Pero no siempre los encuentros funcionan como uno quiere. Ayer por la mañana esperaba en la estación del Clot y giré la mirada. Mercedes estaba allí, y todavía, distraída y preocupada, no se había dado cuenta que yo estaba a su lado (empiezo a pensar que soy la última reencarnación del hombre invisible). Es una mujer madura a la que conocí en el bar de la esquina al lado de mi trabajo donde esporádicamente bajo a tomar un café. A base de tanto vernos en mesas contiguas día tras otro, año tras año, caímos en la cuenta de que compartíamos afición por la literatura (es un hecho conocido que a casi todas las mujeres les gusta leer, otra característica más en la que nos aventajan). Ella es secretaria de dirección en una empresa de publicidad. Como siempre, torpe incorregible, le hice la pregunta retórica de "cómo te va, cuánto hace que no te veía". "No me va bien, la empresa me ha presentado el finiquito que firmaré mañana y estos días voy a arreglar unas cuantas cosas antes de irme definitivamente". Entre que el Ayuntamiento de Barcelona, según ella me dijo, había cambiado una norma que restringía la publicidad estática en vallas y otros lugares al efecto -cada vez es más temido dicho consistorio entre sus administrados, que se lo hagan mirar-, perjudicando severamente a su empresa, y que la contratación por otros conceptos había descendido un horror, el resultado es que ella se iba a la calle, y no pasaría mucho tiempo, me dijo, hasta que la empresa dejara de funcionar.
Es el signo de los tiempos, pensé. Mercedes estaba indignada por cuanto consideraba que era cierto que había crisis, ella era una prueba más de ello, pero estaba convencida de que estaba apareciendo una pléyade de "sinvergüenzas" sin escrúpulos que, al calor de los acontecimientos, aprovechaba para sacarse de encima trabajadores sin mucha justificación. Me continuaba diciendo que la cosa se agravaba porque bancos y cajas no acaban de sacar el dinero que reciben del Estado para facilitar créditos, y que empresas pequeñas como la suya se morían de pura de inanición. Poco antes de bajar en su destino, que desgraciadamente ya no era el mismo que el mío, me confesaba que no sabía que sería de ella una vez que se le acabara el subsidio de desempleo, sola como vivía y sin familia a la que acudir. Entonces me dí cuenta que nunca me había hablado de que estuviera o no casada, por primera vez la reconocí sola, y eso me acongojó todavía más. Se preguntaba quién le iba dar trabajo a su edad tal y como estaban las cosas. Sólo me quedaran los libros, me acabó diciendo a la vez que se esforzaba por sonreír. No supe que contestar, y eso es algo que no me sucede con mucha frecuencia. Compartimos un silencio involuntario de unos cinco o diez segundos, quizá tratando de buscar una solución, o por lo menos una explicación que aliviara la dificultad de entender cómo cambian las cosas en la vida.

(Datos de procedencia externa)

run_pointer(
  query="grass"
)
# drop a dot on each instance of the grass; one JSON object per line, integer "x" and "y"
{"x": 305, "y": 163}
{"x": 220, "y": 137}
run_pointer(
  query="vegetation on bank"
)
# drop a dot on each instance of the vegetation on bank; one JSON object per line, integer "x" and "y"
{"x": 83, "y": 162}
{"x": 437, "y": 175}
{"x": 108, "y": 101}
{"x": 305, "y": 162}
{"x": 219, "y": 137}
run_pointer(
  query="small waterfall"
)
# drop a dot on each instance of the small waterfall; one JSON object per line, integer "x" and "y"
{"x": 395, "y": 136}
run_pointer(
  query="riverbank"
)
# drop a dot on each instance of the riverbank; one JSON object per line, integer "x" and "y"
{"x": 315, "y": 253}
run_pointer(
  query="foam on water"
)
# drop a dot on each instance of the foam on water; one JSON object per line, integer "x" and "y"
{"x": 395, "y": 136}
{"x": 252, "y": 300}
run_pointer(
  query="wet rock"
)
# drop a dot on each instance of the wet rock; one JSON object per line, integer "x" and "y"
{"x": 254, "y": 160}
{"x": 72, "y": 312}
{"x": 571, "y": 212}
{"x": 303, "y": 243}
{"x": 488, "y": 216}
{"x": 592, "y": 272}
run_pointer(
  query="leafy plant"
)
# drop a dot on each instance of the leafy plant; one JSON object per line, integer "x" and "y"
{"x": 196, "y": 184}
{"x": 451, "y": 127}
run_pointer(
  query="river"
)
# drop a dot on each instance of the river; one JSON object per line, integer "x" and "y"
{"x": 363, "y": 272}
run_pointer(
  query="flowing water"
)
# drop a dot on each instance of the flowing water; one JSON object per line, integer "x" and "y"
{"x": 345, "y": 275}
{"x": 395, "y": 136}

Me bajo, aquí, Óscar, hasta pronto y suerte.
Cuídate mucho, Mercedes, le dije tras darle mi primer beso.
Lo haré, no me queda más remedio.
1 comment:
Mercedes te dijo verdades como puños!
Al final nos afecta la crisis a los de siempre y encima nos tenemos que callar, porque debes dar las gracias porque no te despidan. Sinvergüezas hay muchos!!
en fin, a ver cuando deciden que esta crisis finalice!